I started work in an office full-time in 1979 and I can tell you it was a very different place from today.
There were no computers. If you wanted to communicate with anyone internally, you had three options – write a memo, phone them or get off your behind and go and talk to them. Not everyone had a phone on their desk, so most of the time it was easier to go and speak face to face.
There were no workflows and only a few, lightly defined processes. You had to go and speak to people to find out what you were supposed to do and how.
And people had more time to chat because work wasn’t the pressurised ball ache it is for many today.
In short, work was a much more social place.
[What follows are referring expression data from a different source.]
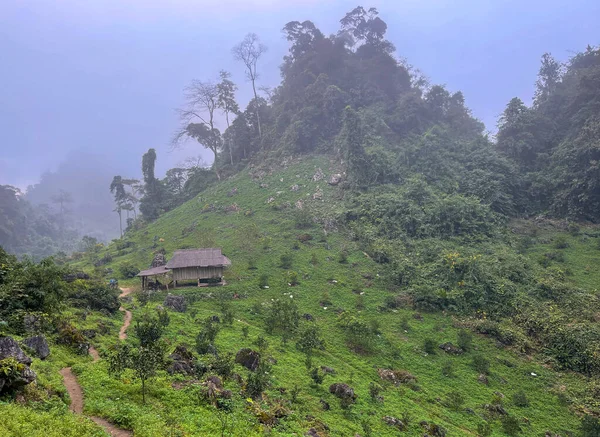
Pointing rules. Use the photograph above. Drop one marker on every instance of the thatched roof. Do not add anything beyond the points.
(160, 270)
(198, 258)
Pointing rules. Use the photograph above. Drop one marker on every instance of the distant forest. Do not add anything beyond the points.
(348, 95)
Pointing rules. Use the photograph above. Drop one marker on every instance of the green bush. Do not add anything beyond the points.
(430, 346)
(464, 340)
(520, 399)
(128, 271)
(481, 364)
(286, 261)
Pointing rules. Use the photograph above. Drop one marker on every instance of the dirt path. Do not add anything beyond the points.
(127, 320)
(75, 391)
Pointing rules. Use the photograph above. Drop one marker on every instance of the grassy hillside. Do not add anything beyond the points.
(255, 219)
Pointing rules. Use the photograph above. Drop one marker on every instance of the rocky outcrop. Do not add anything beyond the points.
(9, 348)
(342, 391)
(449, 348)
(176, 303)
(39, 345)
(396, 376)
(15, 365)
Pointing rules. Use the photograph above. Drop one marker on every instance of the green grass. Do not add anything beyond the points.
(261, 231)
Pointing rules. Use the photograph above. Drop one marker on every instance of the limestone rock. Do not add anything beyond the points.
(39, 345)
(176, 303)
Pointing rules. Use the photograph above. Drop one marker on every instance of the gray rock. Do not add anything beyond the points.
(39, 345)
(10, 348)
(449, 348)
(342, 391)
(176, 303)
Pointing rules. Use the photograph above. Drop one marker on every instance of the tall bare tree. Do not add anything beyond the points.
(249, 52)
(227, 103)
(198, 118)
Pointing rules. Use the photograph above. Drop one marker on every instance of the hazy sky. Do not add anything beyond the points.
(106, 75)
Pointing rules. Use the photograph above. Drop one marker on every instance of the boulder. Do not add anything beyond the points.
(159, 260)
(335, 179)
(393, 421)
(328, 370)
(396, 376)
(319, 175)
(183, 361)
(39, 345)
(248, 358)
(9, 348)
(342, 391)
(449, 348)
(18, 372)
(175, 302)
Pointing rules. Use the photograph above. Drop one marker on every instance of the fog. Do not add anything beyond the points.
(106, 77)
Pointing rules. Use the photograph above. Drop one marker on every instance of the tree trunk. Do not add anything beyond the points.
(215, 166)
(143, 391)
(257, 114)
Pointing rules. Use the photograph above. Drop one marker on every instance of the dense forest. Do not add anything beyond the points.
(422, 228)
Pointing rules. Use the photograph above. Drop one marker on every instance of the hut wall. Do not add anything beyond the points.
(192, 273)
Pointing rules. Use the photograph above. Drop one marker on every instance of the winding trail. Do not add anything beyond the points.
(127, 320)
(75, 391)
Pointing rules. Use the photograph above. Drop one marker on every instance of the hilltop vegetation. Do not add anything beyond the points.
(387, 276)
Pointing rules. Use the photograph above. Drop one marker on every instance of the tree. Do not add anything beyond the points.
(249, 52)
(367, 27)
(226, 102)
(145, 358)
(199, 118)
(548, 78)
(151, 203)
(118, 190)
(62, 199)
(143, 361)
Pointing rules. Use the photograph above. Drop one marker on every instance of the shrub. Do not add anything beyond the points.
(510, 425)
(285, 261)
(484, 429)
(520, 399)
(590, 426)
(448, 369)
(95, 296)
(375, 391)
(259, 380)
(317, 376)
(128, 271)
(282, 315)
(561, 242)
(455, 400)
(223, 365)
(464, 340)
(206, 337)
(263, 280)
(430, 346)
(481, 364)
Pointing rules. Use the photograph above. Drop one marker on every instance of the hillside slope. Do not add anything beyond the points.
(256, 219)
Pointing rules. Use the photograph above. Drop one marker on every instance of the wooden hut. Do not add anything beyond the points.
(197, 265)
(154, 272)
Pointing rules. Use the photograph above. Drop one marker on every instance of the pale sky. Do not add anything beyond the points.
(107, 75)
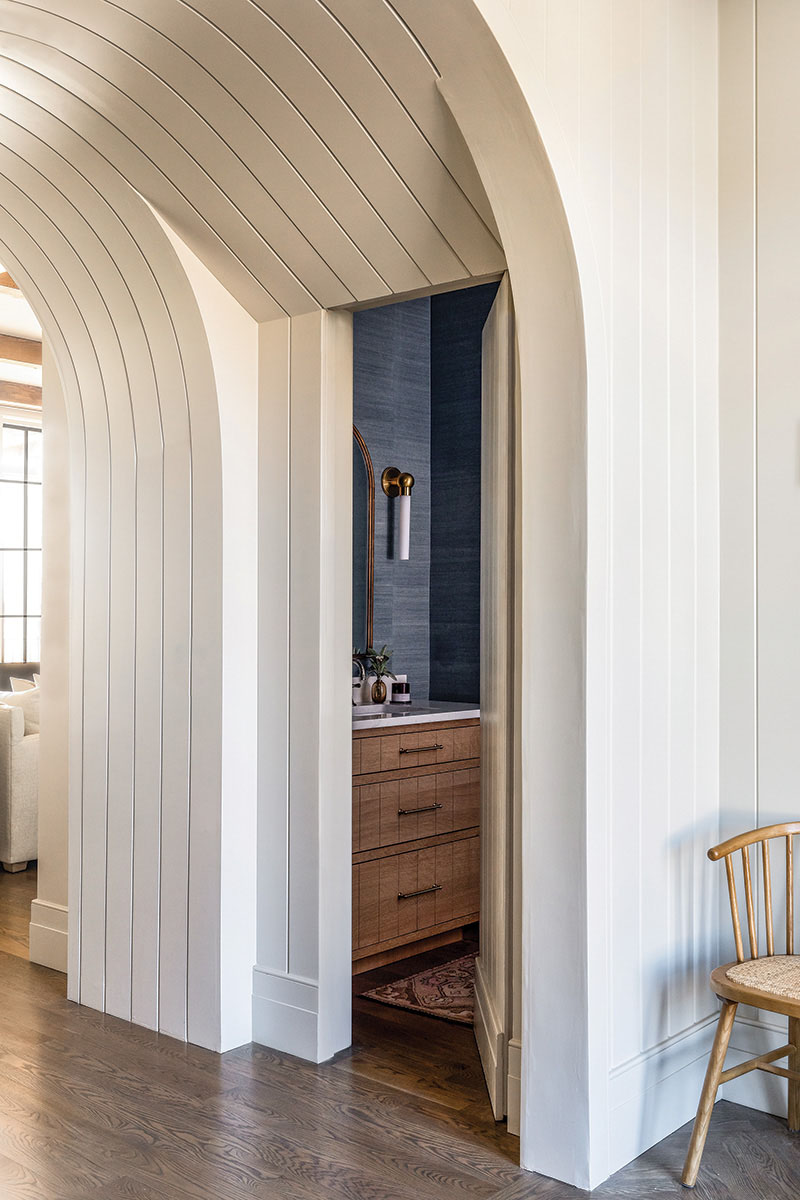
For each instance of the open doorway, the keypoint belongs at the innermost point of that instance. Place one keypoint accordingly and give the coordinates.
(432, 763)
(20, 610)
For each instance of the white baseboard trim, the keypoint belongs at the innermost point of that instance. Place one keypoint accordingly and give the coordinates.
(286, 1013)
(513, 1085)
(656, 1092)
(48, 935)
(491, 1041)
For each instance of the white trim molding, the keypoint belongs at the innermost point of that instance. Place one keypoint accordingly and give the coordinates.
(656, 1092)
(513, 1086)
(48, 935)
(286, 1013)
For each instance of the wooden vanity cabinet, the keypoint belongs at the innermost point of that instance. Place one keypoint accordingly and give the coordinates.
(416, 801)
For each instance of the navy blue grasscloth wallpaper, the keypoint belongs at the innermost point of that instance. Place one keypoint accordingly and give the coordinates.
(391, 407)
(417, 405)
(457, 321)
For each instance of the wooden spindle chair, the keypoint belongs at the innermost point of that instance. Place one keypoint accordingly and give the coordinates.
(770, 982)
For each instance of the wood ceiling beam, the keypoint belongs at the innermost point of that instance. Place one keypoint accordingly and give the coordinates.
(20, 349)
(20, 394)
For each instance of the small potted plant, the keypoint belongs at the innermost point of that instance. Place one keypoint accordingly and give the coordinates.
(378, 663)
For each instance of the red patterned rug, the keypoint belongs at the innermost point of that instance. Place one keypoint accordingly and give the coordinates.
(446, 991)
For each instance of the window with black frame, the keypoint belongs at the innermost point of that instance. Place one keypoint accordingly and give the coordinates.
(20, 543)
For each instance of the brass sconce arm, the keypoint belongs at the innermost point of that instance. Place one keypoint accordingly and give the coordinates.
(396, 483)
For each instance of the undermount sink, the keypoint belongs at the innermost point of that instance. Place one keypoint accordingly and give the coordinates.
(374, 712)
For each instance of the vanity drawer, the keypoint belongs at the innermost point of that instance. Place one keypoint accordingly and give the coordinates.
(426, 748)
(415, 807)
(408, 893)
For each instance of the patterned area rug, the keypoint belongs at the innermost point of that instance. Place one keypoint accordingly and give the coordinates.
(446, 991)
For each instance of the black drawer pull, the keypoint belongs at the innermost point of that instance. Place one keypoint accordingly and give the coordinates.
(422, 892)
(421, 749)
(409, 813)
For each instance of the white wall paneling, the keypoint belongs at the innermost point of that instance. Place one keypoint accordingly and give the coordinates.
(301, 983)
(627, 103)
(144, 611)
(317, 155)
(761, 490)
(48, 927)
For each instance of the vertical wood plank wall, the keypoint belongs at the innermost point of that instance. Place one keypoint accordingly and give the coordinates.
(301, 983)
(761, 449)
(144, 709)
(633, 85)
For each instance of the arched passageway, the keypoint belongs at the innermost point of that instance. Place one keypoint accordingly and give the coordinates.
(312, 156)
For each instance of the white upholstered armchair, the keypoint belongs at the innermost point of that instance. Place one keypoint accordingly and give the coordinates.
(18, 790)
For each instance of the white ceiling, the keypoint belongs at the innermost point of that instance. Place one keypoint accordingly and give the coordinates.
(301, 148)
(17, 317)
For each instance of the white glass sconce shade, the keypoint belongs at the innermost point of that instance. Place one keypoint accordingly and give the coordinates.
(397, 485)
(403, 526)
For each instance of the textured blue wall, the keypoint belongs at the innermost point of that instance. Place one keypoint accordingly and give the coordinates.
(457, 321)
(417, 405)
(391, 407)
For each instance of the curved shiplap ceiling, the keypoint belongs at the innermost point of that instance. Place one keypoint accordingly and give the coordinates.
(301, 148)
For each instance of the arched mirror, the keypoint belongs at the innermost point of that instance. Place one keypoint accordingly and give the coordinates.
(364, 543)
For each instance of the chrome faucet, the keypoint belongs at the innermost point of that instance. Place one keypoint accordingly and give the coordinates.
(362, 672)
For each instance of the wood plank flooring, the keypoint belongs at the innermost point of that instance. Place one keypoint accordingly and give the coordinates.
(16, 893)
(95, 1109)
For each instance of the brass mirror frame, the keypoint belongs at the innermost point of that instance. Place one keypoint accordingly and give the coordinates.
(371, 533)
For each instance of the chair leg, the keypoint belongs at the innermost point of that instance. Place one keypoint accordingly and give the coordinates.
(794, 1085)
(709, 1093)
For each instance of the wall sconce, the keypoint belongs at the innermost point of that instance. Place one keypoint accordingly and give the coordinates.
(400, 484)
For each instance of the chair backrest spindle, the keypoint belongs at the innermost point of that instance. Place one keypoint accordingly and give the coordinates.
(734, 909)
(749, 903)
(788, 831)
(768, 898)
(789, 894)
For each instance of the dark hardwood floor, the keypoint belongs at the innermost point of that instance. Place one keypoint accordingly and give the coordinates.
(95, 1109)
(16, 893)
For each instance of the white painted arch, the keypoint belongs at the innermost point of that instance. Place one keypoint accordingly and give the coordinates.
(305, 154)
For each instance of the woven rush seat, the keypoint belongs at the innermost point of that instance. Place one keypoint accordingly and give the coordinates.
(779, 975)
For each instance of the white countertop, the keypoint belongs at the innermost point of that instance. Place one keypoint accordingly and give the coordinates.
(372, 717)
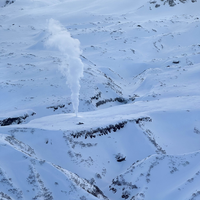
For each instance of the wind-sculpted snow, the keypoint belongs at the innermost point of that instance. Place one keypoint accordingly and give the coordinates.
(166, 174)
(137, 133)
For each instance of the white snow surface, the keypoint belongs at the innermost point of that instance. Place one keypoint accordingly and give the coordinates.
(137, 133)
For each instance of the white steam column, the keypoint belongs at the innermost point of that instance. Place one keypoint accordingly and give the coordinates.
(72, 66)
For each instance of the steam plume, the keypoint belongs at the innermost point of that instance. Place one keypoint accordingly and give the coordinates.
(72, 66)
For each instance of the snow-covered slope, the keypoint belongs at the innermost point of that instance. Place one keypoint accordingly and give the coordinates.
(137, 134)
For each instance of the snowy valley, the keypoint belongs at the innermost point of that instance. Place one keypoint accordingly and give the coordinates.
(137, 133)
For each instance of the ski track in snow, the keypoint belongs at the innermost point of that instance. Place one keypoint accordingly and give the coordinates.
(137, 134)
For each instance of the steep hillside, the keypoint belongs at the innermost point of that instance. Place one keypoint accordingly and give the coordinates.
(137, 133)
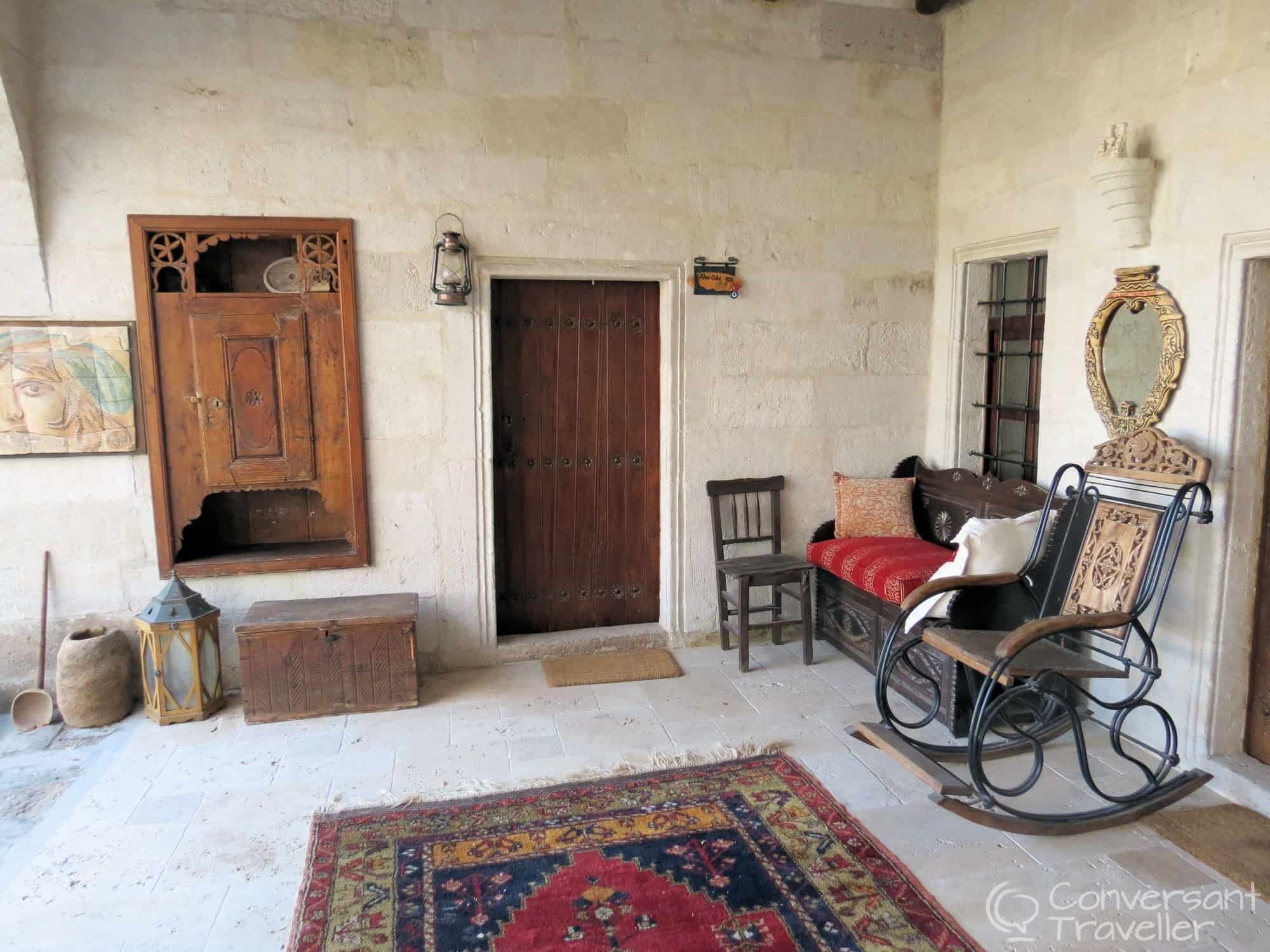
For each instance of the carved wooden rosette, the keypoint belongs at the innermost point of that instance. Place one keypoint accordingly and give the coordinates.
(1113, 562)
(1136, 289)
(168, 253)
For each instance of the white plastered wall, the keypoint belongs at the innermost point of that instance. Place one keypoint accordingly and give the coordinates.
(801, 138)
(1029, 88)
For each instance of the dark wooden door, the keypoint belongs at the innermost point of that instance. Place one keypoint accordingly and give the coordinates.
(576, 367)
(1259, 689)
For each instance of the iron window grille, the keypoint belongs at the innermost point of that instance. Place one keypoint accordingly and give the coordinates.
(1015, 326)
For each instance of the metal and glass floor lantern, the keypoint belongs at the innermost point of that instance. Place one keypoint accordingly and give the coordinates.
(181, 656)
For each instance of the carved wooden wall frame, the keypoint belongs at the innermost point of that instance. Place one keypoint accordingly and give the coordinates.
(1136, 289)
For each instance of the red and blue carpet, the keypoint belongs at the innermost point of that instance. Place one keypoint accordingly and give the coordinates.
(742, 856)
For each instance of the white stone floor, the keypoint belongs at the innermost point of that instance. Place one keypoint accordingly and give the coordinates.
(192, 837)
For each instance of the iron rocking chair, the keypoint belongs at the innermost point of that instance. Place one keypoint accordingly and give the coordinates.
(1084, 609)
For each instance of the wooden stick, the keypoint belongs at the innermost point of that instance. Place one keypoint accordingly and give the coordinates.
(44, 623)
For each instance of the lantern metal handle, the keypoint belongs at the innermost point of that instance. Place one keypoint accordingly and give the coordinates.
(436, 225)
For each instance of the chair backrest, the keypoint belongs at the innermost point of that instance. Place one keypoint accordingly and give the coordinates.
(739, 515)
(1118, 529)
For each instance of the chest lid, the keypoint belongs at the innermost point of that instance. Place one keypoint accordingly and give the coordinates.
(402, 607)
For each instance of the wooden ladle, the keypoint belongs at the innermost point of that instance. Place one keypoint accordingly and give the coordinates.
(35, 708)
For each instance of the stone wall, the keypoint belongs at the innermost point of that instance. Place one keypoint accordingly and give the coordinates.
(798, 136)
(22, 274)
(1029, 89)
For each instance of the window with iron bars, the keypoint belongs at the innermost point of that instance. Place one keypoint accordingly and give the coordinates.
(1014, 338)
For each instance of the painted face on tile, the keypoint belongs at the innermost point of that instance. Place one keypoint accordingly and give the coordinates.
(34, 398)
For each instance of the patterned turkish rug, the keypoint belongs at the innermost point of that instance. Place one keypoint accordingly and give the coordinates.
(733, 857)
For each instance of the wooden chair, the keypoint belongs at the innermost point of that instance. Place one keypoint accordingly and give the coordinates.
(740, 517)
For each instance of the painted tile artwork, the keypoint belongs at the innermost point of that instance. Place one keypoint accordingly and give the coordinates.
(67, 389)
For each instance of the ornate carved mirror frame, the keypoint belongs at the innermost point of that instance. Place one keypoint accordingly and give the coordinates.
(1136, 289)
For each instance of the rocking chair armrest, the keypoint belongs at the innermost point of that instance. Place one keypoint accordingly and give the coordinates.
(954, 583)
(1042, 628)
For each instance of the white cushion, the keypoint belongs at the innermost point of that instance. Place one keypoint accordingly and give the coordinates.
(984, 548)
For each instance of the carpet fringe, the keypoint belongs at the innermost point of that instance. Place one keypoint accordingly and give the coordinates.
(658, 761)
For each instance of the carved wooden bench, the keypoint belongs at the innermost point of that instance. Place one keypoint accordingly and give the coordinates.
(855, 621)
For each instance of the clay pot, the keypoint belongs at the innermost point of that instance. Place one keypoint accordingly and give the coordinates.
(93, 678)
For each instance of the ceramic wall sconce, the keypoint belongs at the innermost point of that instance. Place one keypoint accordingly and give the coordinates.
(1127, 186)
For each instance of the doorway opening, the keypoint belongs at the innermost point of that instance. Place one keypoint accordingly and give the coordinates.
(576, 369)
(1257, 314)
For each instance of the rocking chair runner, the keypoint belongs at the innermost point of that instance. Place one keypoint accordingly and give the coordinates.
(1085, 607)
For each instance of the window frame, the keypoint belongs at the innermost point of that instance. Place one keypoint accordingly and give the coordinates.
(996, 333)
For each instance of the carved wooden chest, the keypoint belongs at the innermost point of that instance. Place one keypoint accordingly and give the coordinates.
(317, 657)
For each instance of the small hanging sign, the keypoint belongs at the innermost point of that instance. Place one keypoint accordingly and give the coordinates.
(716, 277)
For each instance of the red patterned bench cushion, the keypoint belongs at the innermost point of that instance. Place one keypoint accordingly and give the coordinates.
(888, 568)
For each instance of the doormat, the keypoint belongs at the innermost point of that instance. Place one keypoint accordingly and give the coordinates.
(1231, 838)
(747, 855)
(610, 667)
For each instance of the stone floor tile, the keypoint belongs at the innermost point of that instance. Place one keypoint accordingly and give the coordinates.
(622, 695)
(459, 687)
(314, 744)
(246, 836)
(371, 770)
(220, 728)
(1161, 869)
(109, 859)
(521, 675)
(139, 918)
(15, 742)
(472, 732)
(700, 694)
(289, 731)
(453, 771)
(255, 918)
(474, 710)
(695, 734)
(788, 690)
(166, 808)
(571, 767)
(798, 734)
(427, 728)
(596, 732)
(523, 700)
(220, 767)
(934, 842)
(849, 781)
(535, 748)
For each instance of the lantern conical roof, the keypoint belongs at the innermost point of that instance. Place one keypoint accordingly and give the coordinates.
(176, 604)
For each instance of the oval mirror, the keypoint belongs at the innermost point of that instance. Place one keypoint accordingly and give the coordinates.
(1133, 352)
(1131, 357)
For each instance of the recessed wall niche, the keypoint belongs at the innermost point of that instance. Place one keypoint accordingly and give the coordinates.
(247, 337)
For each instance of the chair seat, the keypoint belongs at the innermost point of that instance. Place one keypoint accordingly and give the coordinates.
(979, 651)
(772, 564)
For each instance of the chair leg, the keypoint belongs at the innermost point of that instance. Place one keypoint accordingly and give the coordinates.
(777, 615)
(808, 628)
(722, 586)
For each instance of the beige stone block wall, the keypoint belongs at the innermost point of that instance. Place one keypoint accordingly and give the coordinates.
(22, 274)
(1029, 89)
(557, 129)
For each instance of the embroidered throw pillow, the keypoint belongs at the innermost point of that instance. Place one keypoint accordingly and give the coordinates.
(873, 507)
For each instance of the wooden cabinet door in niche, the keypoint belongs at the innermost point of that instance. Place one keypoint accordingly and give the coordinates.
(255, 403)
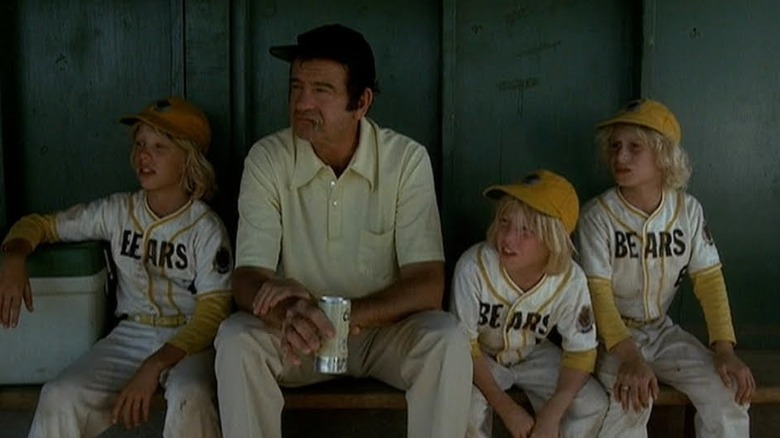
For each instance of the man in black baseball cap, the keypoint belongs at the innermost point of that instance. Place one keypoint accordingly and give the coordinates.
(336, 205)
(341, 44)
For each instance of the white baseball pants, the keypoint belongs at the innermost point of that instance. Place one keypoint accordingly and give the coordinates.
(78, 402)
(426, 354)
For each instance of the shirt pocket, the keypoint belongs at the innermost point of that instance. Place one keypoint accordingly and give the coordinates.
(376, 255)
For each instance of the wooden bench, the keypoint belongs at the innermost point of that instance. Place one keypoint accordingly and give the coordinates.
(370, 394)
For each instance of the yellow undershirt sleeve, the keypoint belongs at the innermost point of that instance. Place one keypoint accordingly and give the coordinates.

How does that compare with today? In my last post, I wrote about ‘Workplace Isolation’, which wasn’t even a thing back in the 1970s. Today, you can sit at your screen and work all day without any need to speak to anyone nearby. It’s entirely possible none of your team are near you anyway. They might not even be on your continent!
Look, I’m not saying there isn’t a proximity effect and I’m sure that back in the 1970s it was pretty powerful. But how powerful is it today? Because the world’s a very different place, the way we work and the ways in which we relate to each other have radically changed. So why aren’t we designing the future based on where we are now, rather than where we were half a century ago?
Not happy with doing this once, the article repeats this misdirection
“Some evidence suggests that having more weak ties can shorten bouts of unemployment. In a famous 1973 survey, the Stanford sociologist Mark Granovetter discovered that, among 54 people who had recently found a new job through someone they knew, 28 percent had heard about the new position from a weak tie, versus 17 percent from a strong one. “
How do people get jobs today? Through weak ties or, er, job boards, recruitment sites, people you met in random online groups?
It’s good to draw upon research to inform your opinions and to support your arguments. It enriches the debate and allows for deeper exploration.
But FFS, can we use stuff that is actually current and relevant to today’s reality and our lived experience?